Еще год назад скажи мне кто-то, что я буду ужинать с Давидом Демидовым ресторане «Инферно», будучи беременной от него, и обсуждать с ним имя дочери, а он в свою очередь пошлет Алису ко всем чертям, – и я бы только истерично рассмеялась в ответ.
Но сейчас мое сердце, мои мысли и моя глупая голова принадлежали другой. Одного звонка Малышенко хватило бы, чтобы бросить все, отречься от всего и бежать к ней так быстро, что не догнал бы даже Усэйн Болт.
Только вот звонить мне она не собиралась.А моя гордость не позволяла мне позвонить ей первой.
– Так как Алиса официально признана мертвой, то наш с ней брак расторгнут, – сказал Давид так спокойно, словно речь шла о какой-то безделице. – Забавно, как в итоге может распорядиться судьба. Еще пару недель назад я боготворил ее и готов был уничтожить за нее полгорода.
– Может быть, судьба еще столкнет вас.
Давид только рассмеялся в ответ.
– Боже упаси столкнуться с ней снова. Ради такого дела я даже согласен больше никогда в жизни не ездить во Францию, лишь бы исключить такую вероятность.
– Это не гарантия. Мир тесен.
Он покачал головой и залпом выпил бокал вина. Потом усмехнулся и сказал:
– Я представил, как внезапно встречаю Алису на каком-нибудь французском курорте и она узнаёт меня. Смотрит перепуганными глазами и не знает, как реагировать. И тогда я подхожу к ней и по-французски спрашиваю: «Вы не в курсе, как мне пройти к отелю «Ритц»? Моя жена и мои дети ждут меня там. Кстати, вы очень похожи на мою бывшую жену, от которой я был без ума. Но которая, к сожалению, оказалась сумасшедшей интриганкой и жестокой актрисой. Ладно, простите, что напряг вас.
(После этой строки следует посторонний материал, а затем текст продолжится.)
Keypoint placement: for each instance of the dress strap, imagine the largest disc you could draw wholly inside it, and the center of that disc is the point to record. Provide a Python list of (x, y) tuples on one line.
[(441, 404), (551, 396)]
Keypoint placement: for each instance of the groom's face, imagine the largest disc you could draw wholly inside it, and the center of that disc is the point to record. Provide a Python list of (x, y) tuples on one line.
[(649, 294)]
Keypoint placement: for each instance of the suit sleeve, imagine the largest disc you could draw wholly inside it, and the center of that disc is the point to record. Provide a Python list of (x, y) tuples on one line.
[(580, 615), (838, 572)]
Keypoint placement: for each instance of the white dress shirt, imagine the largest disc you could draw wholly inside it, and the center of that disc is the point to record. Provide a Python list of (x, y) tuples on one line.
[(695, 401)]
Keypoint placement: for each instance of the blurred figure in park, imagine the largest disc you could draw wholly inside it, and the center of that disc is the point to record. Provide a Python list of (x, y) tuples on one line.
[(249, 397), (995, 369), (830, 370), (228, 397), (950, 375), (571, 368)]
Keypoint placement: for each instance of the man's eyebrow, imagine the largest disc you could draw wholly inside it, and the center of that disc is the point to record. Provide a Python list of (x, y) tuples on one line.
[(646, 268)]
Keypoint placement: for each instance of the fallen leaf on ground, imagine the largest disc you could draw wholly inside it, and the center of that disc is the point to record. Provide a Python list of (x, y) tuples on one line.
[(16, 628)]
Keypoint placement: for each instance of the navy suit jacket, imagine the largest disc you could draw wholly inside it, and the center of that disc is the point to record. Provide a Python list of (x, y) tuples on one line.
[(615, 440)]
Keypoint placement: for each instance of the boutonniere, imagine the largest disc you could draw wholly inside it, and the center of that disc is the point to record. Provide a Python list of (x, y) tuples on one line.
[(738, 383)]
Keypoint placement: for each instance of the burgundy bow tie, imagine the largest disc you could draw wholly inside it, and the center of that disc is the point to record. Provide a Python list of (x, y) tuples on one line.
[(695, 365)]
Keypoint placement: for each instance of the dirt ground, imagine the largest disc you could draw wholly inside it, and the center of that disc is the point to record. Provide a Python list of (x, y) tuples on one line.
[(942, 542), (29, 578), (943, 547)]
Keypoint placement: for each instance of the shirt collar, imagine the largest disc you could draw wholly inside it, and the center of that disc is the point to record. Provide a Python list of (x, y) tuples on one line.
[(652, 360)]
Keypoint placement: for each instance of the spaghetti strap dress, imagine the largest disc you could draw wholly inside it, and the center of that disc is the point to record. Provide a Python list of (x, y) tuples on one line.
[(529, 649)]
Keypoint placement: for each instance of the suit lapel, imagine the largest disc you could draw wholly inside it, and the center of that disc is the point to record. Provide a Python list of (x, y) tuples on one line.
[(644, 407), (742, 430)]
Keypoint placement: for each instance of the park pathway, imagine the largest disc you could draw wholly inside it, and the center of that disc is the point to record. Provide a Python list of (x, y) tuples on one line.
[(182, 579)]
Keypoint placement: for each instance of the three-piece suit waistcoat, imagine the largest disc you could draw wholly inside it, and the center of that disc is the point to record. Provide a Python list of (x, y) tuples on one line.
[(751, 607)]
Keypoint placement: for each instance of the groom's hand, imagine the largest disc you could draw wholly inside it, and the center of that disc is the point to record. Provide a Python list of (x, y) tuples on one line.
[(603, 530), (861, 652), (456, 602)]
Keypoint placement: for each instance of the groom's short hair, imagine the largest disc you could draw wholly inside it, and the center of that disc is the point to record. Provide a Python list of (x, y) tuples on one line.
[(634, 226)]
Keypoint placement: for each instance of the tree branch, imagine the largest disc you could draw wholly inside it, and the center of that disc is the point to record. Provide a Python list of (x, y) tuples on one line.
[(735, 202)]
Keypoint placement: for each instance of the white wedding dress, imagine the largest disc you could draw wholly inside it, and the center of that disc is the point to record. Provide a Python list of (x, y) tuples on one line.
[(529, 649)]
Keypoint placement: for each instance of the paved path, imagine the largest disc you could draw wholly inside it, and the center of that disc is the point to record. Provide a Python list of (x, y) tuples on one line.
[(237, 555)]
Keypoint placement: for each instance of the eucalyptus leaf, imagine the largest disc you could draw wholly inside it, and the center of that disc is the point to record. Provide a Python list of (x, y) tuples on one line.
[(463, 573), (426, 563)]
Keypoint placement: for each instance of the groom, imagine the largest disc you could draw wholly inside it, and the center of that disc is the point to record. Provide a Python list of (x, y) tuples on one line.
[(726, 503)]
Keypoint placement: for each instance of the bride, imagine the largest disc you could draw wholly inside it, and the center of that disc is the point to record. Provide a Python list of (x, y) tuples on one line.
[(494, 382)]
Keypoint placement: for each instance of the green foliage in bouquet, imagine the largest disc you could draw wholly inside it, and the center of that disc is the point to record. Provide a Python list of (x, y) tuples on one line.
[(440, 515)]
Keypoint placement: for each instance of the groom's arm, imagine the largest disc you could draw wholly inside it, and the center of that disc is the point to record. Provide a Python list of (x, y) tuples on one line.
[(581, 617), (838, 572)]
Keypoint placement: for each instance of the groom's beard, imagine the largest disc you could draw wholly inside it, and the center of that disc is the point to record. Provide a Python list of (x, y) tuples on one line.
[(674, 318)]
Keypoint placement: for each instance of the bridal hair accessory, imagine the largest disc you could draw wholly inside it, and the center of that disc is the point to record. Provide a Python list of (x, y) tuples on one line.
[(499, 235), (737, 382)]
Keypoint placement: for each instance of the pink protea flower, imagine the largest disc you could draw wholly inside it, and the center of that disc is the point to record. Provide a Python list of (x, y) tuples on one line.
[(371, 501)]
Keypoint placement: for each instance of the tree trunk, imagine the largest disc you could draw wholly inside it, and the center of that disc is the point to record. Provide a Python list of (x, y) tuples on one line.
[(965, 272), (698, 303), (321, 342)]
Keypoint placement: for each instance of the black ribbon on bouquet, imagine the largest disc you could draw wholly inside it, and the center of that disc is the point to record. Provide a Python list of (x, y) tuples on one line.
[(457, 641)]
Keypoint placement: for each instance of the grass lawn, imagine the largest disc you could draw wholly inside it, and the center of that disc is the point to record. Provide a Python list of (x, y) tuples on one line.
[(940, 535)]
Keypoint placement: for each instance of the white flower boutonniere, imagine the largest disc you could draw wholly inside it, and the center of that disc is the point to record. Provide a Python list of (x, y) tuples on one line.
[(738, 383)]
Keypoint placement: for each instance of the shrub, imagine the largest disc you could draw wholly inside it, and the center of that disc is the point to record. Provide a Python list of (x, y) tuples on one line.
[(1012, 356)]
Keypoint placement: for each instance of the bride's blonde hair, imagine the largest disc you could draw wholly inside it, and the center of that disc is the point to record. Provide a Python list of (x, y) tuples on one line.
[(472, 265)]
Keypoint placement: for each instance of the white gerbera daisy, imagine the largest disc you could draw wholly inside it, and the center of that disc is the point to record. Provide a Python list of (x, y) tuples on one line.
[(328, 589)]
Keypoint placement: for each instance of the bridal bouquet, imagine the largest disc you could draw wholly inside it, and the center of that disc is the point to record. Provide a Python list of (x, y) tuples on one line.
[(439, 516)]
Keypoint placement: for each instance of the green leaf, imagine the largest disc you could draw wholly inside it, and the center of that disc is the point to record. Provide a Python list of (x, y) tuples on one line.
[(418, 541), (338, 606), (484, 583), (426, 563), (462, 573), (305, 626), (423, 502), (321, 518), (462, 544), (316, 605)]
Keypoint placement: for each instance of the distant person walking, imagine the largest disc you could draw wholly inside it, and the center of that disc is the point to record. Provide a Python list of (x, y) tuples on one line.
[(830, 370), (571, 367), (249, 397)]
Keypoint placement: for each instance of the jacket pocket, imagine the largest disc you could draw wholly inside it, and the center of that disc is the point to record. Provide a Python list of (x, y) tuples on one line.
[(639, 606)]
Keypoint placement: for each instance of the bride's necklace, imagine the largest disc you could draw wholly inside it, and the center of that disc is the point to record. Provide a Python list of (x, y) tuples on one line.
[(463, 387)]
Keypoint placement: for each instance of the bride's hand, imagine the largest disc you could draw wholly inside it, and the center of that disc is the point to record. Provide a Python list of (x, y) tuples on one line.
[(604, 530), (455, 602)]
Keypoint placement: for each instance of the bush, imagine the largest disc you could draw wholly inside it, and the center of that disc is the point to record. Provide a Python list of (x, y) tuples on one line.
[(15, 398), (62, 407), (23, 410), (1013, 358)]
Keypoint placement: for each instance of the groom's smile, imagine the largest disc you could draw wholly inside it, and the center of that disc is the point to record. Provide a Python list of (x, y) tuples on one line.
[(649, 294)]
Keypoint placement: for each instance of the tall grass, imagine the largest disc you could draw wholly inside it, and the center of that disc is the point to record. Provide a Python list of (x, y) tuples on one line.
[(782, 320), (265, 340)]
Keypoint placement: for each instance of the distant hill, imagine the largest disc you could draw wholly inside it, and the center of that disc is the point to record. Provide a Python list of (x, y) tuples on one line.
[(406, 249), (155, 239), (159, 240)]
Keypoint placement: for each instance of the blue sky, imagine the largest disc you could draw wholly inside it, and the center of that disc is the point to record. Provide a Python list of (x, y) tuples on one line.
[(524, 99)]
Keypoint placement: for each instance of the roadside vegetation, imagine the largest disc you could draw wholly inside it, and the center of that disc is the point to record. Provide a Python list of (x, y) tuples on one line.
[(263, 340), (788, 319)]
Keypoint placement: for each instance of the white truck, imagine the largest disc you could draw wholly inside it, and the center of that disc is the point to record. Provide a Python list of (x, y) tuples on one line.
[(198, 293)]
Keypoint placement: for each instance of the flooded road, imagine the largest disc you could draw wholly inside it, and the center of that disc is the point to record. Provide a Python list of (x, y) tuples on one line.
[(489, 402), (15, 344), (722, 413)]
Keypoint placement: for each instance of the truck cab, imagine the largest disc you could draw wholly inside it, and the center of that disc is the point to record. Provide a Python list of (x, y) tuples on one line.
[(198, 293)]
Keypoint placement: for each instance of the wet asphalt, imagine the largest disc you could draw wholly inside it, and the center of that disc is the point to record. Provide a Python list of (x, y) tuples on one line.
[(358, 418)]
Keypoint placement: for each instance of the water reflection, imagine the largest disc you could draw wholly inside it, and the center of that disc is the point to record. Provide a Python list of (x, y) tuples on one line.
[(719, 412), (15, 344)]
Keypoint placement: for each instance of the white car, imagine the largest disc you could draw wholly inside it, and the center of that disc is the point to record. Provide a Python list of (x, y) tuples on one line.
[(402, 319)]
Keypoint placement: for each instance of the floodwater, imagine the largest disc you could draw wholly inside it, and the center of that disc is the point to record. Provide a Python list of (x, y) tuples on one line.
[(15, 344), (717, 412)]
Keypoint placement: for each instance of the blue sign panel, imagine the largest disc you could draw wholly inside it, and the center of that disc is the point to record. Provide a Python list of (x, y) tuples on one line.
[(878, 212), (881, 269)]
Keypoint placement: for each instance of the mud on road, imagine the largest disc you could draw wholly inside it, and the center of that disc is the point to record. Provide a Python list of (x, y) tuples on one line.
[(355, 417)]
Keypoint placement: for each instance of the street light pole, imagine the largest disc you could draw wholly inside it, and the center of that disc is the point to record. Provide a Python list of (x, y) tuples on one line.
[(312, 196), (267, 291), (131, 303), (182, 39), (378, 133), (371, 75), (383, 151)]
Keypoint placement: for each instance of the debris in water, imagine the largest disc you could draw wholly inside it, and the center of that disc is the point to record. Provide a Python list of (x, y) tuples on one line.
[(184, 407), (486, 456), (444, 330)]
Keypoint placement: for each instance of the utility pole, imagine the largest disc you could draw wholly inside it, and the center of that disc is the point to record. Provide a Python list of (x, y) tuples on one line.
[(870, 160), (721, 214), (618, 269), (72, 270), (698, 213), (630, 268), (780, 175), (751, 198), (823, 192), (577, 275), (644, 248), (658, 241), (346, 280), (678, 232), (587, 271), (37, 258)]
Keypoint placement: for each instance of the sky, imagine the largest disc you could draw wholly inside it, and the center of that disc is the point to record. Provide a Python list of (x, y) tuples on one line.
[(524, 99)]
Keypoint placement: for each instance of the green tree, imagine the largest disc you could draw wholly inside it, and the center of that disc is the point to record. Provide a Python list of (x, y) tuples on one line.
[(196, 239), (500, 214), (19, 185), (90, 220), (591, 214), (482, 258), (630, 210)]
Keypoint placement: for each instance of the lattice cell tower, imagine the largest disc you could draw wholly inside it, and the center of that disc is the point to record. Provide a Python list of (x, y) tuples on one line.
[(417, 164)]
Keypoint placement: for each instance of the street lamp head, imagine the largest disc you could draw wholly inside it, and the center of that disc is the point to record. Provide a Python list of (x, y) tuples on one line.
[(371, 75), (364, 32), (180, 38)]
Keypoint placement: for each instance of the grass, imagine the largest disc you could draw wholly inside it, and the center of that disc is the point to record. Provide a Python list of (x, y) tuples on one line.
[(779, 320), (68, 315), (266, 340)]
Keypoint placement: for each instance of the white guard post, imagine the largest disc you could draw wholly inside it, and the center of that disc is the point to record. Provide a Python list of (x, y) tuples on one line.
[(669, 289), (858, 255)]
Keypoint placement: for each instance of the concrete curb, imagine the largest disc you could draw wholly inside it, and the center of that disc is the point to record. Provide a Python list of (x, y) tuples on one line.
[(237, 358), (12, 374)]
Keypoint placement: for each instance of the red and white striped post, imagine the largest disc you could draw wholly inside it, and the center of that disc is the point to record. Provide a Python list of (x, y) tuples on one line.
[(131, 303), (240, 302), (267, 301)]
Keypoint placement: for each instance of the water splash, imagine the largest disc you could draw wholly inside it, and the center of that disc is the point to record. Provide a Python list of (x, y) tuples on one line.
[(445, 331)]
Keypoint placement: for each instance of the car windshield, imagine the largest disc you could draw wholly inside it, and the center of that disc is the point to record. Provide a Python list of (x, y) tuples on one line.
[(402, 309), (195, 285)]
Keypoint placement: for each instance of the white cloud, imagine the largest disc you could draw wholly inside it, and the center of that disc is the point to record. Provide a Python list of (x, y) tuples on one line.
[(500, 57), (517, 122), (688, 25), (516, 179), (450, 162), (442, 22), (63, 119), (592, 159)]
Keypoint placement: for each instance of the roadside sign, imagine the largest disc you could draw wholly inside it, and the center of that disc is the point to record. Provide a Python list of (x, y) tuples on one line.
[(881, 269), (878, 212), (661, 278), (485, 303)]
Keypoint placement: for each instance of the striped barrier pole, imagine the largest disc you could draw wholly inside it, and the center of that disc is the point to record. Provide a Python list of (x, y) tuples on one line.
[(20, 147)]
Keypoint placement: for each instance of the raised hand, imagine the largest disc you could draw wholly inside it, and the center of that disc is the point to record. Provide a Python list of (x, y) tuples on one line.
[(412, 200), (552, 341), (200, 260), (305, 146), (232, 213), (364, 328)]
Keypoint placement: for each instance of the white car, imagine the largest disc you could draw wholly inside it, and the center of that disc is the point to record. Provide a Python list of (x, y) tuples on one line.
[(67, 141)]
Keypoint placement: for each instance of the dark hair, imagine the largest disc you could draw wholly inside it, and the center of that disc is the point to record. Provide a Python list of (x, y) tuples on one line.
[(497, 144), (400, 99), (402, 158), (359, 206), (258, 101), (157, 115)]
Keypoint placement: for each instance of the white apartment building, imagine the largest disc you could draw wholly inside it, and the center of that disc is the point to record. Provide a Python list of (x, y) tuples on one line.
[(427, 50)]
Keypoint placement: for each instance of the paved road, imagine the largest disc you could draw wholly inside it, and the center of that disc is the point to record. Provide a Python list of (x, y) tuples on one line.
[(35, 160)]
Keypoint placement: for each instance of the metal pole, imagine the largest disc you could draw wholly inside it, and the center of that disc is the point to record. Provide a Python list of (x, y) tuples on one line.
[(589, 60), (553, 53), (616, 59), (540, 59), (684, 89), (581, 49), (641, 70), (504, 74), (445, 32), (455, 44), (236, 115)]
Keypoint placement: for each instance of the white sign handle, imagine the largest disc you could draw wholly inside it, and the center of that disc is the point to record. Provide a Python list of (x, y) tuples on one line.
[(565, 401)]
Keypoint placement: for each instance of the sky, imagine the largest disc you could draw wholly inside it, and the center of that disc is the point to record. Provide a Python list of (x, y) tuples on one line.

Всего доброго». И я развернусь и уйду в закат.
– Она не интриганка и не актриса, – возразила я. – Она просто очень боялась за свою жизнь и, скорее всего, сделала все это спонтанно, повинуясь порыву.
– Это версия Малышенко, – иронично улыбнулся Давид. – После ее письма я начал проверку всех счетов, к которым Алиса имела доступ. Она не была склонна к «порывам» и к побегу начала готовиться задолго до него самого. Она переводила огромные суммы на счет якобы детского хосписа, который патронировала. После проверки оказалось, что деньги уходили вовсе не туда, а на подложный счет, который, очевидно, принадлежал ей самой. А оттуда исчезли и осели на каком-то офшорном счету.
Давид помолчал и добавил:
– Алису ждет роскошная жизнь во Франции, и я не намерен ей мешать.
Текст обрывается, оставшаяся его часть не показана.